[Cyborg] modify vision with electronics or gene therapy first?

Robert Picone rpicone at gmail.com
Mon May 14 21:32:37 UTC 2012

On Sun, May 13, 2012 at 4:48 PM, Christoph Maier <
cm.hardware.software.elsewhere at gmail.com> wrote:

> On Sun, May 13, 2012 at 4:08 PM, Jean Rintoul <jean.rintoul at gmail.com>wrote:
>> Gene therapy has apparently added extra color sensitivity to mice &
>> monkeys.

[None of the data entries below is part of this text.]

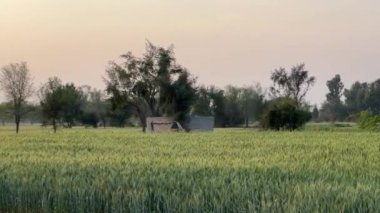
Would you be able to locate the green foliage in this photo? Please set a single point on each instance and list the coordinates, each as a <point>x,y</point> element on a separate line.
<point>283,114</point>
<point>61,103</point>
<point>16,84</point>
<point>231,107</point>
<point>367,121</point>
<point>333,109</point>
<point>294,84</point>
<point>153,85</point>
<point>123,170</point>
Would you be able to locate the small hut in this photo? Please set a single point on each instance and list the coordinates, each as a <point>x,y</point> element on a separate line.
<point>162,124</point>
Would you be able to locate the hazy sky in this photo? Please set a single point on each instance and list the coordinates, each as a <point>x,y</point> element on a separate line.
<point>220,41</point>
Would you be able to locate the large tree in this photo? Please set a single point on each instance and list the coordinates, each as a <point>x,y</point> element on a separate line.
<point>153,85</point>
<point>333,107</point>
<point>210,101</point>
<point>356,98</point>
<point>61,103</point>
<point>16,83</point>
<point>294,85</point>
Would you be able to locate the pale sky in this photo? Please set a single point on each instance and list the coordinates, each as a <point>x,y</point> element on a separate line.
<point>222,42</point>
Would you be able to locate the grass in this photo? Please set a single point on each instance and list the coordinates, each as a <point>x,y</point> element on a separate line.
<point>123,170</point>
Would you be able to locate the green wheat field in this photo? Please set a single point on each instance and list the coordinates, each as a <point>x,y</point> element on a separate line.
<point>319,169</point>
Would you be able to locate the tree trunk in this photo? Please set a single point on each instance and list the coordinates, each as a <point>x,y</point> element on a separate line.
<point>17,121</point>
<point>17,126</point>
<point>54,126</point>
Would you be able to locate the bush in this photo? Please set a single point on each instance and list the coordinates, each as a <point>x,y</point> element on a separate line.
<point>283,114</point>
<point>367,121</point>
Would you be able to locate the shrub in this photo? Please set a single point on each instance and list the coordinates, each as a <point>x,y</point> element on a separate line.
<point>283,114</point>
<point>367,121</point>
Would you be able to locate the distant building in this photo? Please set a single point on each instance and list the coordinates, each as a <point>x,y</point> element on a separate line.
<point>167,124</point>
<point>162,124</point>
<point>201,123</point>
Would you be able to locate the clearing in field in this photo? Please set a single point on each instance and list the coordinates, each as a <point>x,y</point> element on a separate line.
<point>230,170</point>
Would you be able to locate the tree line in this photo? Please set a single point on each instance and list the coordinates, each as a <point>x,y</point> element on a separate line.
<point>156,85</point>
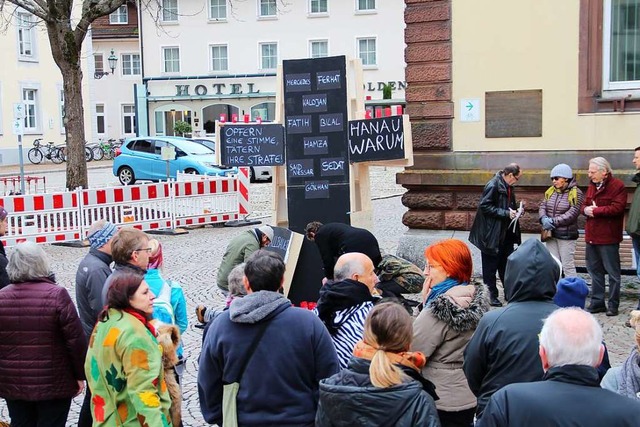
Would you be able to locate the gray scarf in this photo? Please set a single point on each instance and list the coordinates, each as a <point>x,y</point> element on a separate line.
<point>256,306</point>
<point>629,376</point>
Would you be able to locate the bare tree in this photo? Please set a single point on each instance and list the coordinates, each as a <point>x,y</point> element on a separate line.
<point>66,36</point>
<point>67,31</point>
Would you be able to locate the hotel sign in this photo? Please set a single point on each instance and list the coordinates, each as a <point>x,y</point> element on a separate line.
<point>250,88</point>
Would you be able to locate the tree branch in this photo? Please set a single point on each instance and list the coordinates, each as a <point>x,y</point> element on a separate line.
<point>35,7</point>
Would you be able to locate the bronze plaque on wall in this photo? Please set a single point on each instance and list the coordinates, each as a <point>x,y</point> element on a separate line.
<point>513,113</point>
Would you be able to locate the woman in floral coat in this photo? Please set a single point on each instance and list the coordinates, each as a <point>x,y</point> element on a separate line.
<point>124,362</point>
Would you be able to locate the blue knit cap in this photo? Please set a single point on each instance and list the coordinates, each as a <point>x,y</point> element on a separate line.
<point>102,236</point>
<point>562,170</point>
<point>571,292</point>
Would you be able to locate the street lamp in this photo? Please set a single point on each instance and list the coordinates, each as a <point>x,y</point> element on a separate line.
<point>113,60</point>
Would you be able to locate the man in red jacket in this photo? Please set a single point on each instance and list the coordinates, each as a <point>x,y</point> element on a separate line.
<point>604,208</point>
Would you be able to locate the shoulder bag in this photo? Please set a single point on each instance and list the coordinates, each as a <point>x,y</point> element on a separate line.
<point>230,391</point>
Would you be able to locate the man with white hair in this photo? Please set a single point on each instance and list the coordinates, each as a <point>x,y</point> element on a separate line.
<point>569,394</point>
<point>604,206</point>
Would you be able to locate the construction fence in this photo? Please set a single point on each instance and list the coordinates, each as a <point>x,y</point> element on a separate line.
<point>66,216</point>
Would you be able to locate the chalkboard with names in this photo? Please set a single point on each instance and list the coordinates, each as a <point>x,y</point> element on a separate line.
<point>252,144</point>
<point>316,126</point>
<point>304,269</point>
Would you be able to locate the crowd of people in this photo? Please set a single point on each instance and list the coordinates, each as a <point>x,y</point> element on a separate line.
<point>363,355</point>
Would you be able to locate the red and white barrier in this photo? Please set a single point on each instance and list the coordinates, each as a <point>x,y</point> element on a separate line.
<point>206,201</point>
<point>42,218</point>
<point>243,190</point>
<point>145,206</point>
<point>67,216</point>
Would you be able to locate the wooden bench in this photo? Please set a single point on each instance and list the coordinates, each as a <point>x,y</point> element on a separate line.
<point>626,255</point>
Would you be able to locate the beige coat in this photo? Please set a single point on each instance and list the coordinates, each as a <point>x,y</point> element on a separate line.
<point>442,331</point>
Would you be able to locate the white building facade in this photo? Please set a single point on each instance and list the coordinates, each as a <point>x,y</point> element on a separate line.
<point>112,101</point>
<point>204,59</point>
<point>29,75</point>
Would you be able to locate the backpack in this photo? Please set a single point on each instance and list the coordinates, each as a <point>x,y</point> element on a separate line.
<point>162,308</point>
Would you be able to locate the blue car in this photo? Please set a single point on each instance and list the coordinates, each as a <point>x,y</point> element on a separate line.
<point>140,159</point>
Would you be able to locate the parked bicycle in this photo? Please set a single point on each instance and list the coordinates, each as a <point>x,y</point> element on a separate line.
<point>42,151</point>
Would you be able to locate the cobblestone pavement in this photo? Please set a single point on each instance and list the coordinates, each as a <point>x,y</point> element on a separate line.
<point>193,259</point>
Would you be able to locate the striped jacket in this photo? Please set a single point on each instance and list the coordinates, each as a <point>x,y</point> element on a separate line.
<point>350,330</point>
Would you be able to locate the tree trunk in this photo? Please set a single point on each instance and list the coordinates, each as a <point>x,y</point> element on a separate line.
<point>66,53</point>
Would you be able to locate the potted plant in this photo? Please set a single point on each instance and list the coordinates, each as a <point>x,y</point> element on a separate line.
<point>181,128</point>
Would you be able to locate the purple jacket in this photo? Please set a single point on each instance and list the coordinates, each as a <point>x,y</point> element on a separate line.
<point>564,214</point>
<point>42,345</point>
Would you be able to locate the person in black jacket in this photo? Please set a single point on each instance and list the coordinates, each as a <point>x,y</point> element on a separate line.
<point>492,232</point>
<point>382,385</point>
<point>335,239</point>
<point>569,395</point>
<point>503,350</point>
<point>4,277</point>
<point>93,271</point>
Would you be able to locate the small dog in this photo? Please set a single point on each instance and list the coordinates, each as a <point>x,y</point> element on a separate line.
<point>169,339</point>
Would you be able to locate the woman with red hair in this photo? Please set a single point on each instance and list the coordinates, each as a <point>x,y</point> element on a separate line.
<point>453,306</point>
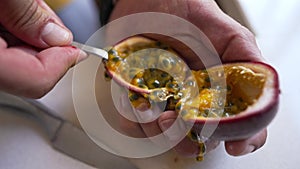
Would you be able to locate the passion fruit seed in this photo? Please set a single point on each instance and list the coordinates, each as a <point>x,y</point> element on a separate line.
<point>205,102</point>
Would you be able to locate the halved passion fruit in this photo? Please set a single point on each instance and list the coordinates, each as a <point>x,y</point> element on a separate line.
<point>243,106</point>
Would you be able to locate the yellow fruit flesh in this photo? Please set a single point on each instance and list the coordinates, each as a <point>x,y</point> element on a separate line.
<point>244,85</point>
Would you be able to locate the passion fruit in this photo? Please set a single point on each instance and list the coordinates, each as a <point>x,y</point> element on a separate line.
<point>250,96</point>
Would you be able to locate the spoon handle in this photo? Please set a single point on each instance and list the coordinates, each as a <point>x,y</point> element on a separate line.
<point>91,50</point>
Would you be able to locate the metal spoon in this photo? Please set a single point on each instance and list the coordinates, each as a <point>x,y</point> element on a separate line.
<point>91,50</point>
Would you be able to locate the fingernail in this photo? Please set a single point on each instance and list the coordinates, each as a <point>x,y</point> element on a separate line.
<point>145,116</point>
<point>248,149</point>
<point>174,130</point>
<point>82,56</point>
<point>55,35</point>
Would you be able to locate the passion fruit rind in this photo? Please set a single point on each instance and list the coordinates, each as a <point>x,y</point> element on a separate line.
<point>251,90</point>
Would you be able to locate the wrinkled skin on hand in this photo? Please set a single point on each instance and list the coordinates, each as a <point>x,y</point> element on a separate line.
<point>34,51</point>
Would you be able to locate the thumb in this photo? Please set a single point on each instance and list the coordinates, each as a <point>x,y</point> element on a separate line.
<point>34,24</point>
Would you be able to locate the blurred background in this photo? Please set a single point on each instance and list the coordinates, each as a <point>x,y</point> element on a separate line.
<point>24,145</point>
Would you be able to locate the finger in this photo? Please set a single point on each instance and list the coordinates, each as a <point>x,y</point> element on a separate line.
<point>242,147</point>
<point>30,22</point>
<point>24,74</point>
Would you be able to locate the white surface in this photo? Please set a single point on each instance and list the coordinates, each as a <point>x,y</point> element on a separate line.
<point>278,32</point>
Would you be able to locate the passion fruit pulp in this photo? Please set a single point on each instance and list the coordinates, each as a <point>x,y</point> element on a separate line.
<point>251,90</point>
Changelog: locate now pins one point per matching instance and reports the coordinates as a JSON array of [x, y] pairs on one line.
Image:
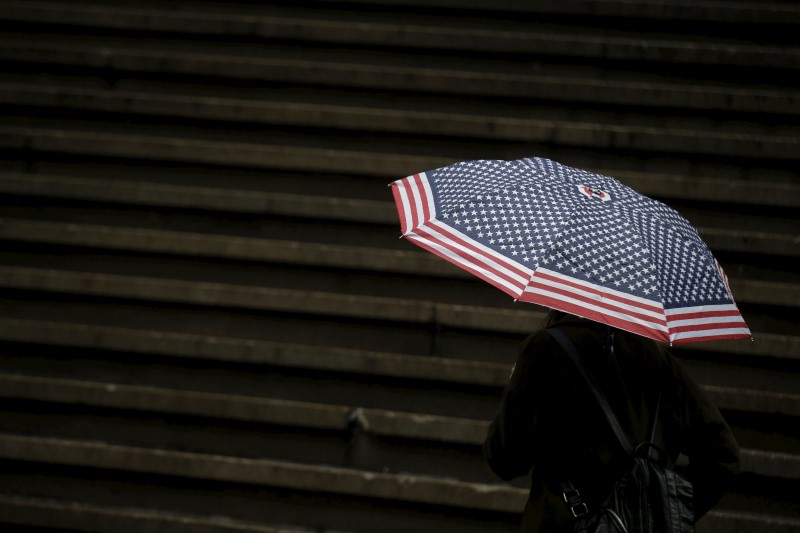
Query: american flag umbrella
[[575, 241]]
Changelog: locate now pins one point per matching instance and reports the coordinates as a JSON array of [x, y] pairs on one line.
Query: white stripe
[[606, 290], [599, 309], [463, 262], [708, 320], [436, 229], [700, 309], [723, 332], [401, 187], [429, 195], [417, 196], [597, 297]]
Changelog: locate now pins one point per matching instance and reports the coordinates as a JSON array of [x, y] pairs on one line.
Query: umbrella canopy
[[575, 241]]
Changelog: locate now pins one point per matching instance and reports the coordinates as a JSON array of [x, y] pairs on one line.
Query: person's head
[[553, 316]]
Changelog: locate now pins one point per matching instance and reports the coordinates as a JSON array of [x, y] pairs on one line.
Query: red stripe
[[412, 203], [424, 246], [703, 314], [713, 338], [567, 307], [708, 327], [564, 292], [471, 259], [398, 202], [467, 243], [426, 210], [594, 290]]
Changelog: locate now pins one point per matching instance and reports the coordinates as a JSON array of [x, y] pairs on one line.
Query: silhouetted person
[[550, 422]]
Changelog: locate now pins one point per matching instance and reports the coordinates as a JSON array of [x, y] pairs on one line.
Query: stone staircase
[[207, 321]]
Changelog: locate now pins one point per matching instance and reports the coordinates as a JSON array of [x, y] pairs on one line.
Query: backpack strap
[[570, 349]]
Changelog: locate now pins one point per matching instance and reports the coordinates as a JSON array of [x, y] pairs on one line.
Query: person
[[549, 422]]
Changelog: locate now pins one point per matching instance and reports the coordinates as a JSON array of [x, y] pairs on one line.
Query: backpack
[[648, 497]]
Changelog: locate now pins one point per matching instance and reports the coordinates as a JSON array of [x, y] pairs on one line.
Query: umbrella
[[575, 241]]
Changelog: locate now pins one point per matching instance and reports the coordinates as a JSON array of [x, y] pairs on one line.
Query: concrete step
[[448, 496], [723, 12], [362, 28], [392, 71], [315, 255], [764, 235], [766, 395], [176, 187], [79, 516], [340, 305], [381, 423], [540, 125], [413, 489]]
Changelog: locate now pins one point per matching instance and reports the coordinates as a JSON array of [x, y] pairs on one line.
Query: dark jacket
[[549, 422]]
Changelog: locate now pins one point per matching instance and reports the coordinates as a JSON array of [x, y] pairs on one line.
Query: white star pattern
[[532, 212]]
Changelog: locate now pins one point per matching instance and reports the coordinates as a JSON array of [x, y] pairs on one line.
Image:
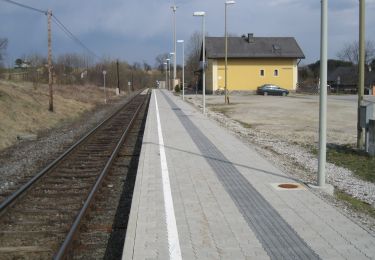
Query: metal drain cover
[[288, 186]]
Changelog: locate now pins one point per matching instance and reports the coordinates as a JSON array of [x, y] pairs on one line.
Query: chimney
[[250, 37]]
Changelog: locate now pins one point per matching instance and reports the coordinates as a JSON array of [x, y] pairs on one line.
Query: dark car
[[269, 89]]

Extension of human vision into IR & UV?
>> http://www.neitzvision.com/content/publications.html
> Depends on how comfortable you are having foreign genetic material
> injected into you ...
> http://www.neitzvision.com/content/genetherapy.html#humans
> I'm blown away that they're even trying.
> Electrical implants are ridiculously crude ... but not contagious.
> Serious question ... where would you find volunteers for gene therapy?
Well, it would go the treatment route before the recreation route.  Those
with colorblindness that they regard as having a negative impact upon their
lives would probably come first.  Someone in a military organization or
artistic profession that thinks their colorblindness is holding them back
and that it was worth the risk would come first, and after it had some
degree of proven safety for non-recreation means, enhancement might start
coming with less risk.

One barrier here though is that the lens of the eye itself blocks out UV we
already are capable of seeing.  Many who undergo cateract surgery
(potentially including Claude Monet), gain UV vision just by bypassing the
lens.  This is sort of awesome, but also means that it's probably not going
to happen from modifying the retina alone.